The case for Palestinian statehood
At the recent UN Security Council meeting, the Palestinians placed a bid to be recognised as a state. This is a remarkable moment in Palestinian history, and is a promising step towards actual fruition. To me, there is no debate or uncertainty about the legitimacy or judiciousness of the bid: Palestine has every right to be recognised as an independent state and should be treated as such by a body aimed at facilitating peace and international relations. Why then are Barack Obama and his cronies, as well as major American media organisations, condemning the bid? The answer is simple: they’re afraid.
Obama is aware that he needs Jewish support in America to secure re-election next year, so backing the Israelis in their attempt to prevent Palestine’s statehood is of fundamental political importance to him, particularly now as Obama has seen a significant drop in his popularity in Democratic, Jewish communities.
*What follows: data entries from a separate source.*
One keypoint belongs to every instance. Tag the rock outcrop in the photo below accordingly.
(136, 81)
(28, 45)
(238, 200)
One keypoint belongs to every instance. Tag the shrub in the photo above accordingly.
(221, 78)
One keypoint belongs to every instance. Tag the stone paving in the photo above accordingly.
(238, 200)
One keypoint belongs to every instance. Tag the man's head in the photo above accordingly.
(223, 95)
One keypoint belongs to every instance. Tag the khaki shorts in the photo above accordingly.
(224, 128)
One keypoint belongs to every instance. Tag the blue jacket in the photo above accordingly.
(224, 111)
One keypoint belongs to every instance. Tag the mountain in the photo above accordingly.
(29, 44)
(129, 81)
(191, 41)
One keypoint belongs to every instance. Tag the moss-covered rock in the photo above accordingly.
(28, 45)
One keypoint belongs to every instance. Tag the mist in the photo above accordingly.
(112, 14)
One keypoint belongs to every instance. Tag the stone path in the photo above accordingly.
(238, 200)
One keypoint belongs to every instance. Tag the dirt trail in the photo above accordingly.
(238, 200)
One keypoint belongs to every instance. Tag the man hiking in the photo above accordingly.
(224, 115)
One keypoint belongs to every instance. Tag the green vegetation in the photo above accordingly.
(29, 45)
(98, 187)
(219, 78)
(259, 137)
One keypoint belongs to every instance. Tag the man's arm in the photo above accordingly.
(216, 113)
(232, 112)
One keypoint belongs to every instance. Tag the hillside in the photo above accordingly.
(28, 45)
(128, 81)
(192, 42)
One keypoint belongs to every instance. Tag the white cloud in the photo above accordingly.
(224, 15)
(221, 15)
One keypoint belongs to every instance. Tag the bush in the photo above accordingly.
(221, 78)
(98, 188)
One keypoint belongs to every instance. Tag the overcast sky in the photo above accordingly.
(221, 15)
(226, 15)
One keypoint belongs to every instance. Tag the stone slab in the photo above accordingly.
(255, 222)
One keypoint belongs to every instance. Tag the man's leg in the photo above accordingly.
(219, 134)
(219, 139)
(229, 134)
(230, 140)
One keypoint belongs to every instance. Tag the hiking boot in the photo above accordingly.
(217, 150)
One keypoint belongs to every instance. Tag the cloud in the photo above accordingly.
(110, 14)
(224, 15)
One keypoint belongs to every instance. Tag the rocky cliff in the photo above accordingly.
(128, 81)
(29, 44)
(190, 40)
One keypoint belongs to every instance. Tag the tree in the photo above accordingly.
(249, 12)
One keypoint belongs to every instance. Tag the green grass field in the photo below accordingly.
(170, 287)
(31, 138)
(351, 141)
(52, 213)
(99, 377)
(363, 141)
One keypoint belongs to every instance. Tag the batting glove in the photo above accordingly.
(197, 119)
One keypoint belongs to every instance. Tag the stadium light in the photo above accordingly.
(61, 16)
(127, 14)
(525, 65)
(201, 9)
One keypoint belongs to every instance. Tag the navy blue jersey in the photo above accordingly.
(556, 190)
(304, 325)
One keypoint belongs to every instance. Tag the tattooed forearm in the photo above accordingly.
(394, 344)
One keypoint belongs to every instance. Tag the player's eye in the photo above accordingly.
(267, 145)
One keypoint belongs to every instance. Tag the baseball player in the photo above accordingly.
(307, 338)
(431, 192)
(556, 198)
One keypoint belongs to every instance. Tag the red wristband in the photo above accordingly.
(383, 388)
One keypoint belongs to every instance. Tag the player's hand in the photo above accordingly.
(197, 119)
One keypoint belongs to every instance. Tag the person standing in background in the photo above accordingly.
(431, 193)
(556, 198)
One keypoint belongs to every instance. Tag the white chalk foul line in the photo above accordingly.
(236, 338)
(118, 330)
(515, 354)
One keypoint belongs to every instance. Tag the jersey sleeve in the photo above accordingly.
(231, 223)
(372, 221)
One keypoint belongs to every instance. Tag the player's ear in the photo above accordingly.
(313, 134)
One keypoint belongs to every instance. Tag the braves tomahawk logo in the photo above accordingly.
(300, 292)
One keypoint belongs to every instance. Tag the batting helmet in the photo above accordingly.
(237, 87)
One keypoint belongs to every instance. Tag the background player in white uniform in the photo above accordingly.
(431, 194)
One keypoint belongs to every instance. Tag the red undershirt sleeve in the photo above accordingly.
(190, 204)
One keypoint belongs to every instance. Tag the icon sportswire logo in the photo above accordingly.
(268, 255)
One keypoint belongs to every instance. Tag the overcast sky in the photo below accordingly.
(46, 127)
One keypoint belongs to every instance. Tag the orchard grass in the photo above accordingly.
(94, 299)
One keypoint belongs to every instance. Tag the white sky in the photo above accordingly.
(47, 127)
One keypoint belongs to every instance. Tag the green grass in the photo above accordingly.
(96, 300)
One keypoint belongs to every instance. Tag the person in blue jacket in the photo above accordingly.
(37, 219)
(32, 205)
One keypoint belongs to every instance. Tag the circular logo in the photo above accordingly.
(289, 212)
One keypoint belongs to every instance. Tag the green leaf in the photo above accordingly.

The Wall Street Journal in America has claimed that the bid is “another tool in [the Palestinians’] perpetual campaign to harass, delegitimise and ultimately destroy Israel.” The Palestinians are not harassing or delegitimising Israel by asserting their own right to existence. The majority of us hoping for peace between Israel and Palestine look forward to the creation of a “two-state solution”.
Why then, block a move clearly aimed at marking out both of the states? The Palestinian leader Mahmoud Abbas outlined what Palestinian statehood would mean for Israel during his address to the Security Council. The borders would be based broadly upon the 1967 agreement, which followed the Six Day War. The Israeli government has argued that “the only way to achieve a Palestinian state and peace is through direct negotiations” and, to no-one’s surprise, that is exactly the stance that Obama has taken.
Why should Palestine gaining statehood prevent negotiations from going ahead? The acceptance of Palestine’s existence should not be conditional. Israel and the USA are effectively attempting to give Palestine an ultimatum on a matter that should not be theirs to dictate.
In any case, the Israeli Prime Minister, Benjamin Netanyahu, has made no serious attempt to encourage negotiations in recent years. He has refused to accept that Jerusalem should be a shared capital and has also voiced concerns about territory being based upon the agreements made in 1967. This is not to say that the Israelis are more at fault than the Palestinians, or that Abbas and his government have their peace-making attempts thwarted by Netanyahu. It is just that it does not seem that successful negotiations are just around the corner.
It could also be argued that accepting Palestine as a state could actually aid the progress of peace talks. Extremist Palestinian groups, Hamas in particular, have perpetually denied Israel’s existence. By concretely adopting the 1967 settlement agreement the Palestinian government would be implicitly accepting Israel’s existence and would be therefore, whether intentionally or not, progressing towards a two-state solution.
I’m not blindly pro-Palestine and can certainly identify with the Israelis in terms of their concerns about Arab animosity.
However, Palestine should be accepted as a state and I hope that the US’s choice to veto the bid will not obstruct the cause in too damaging a way.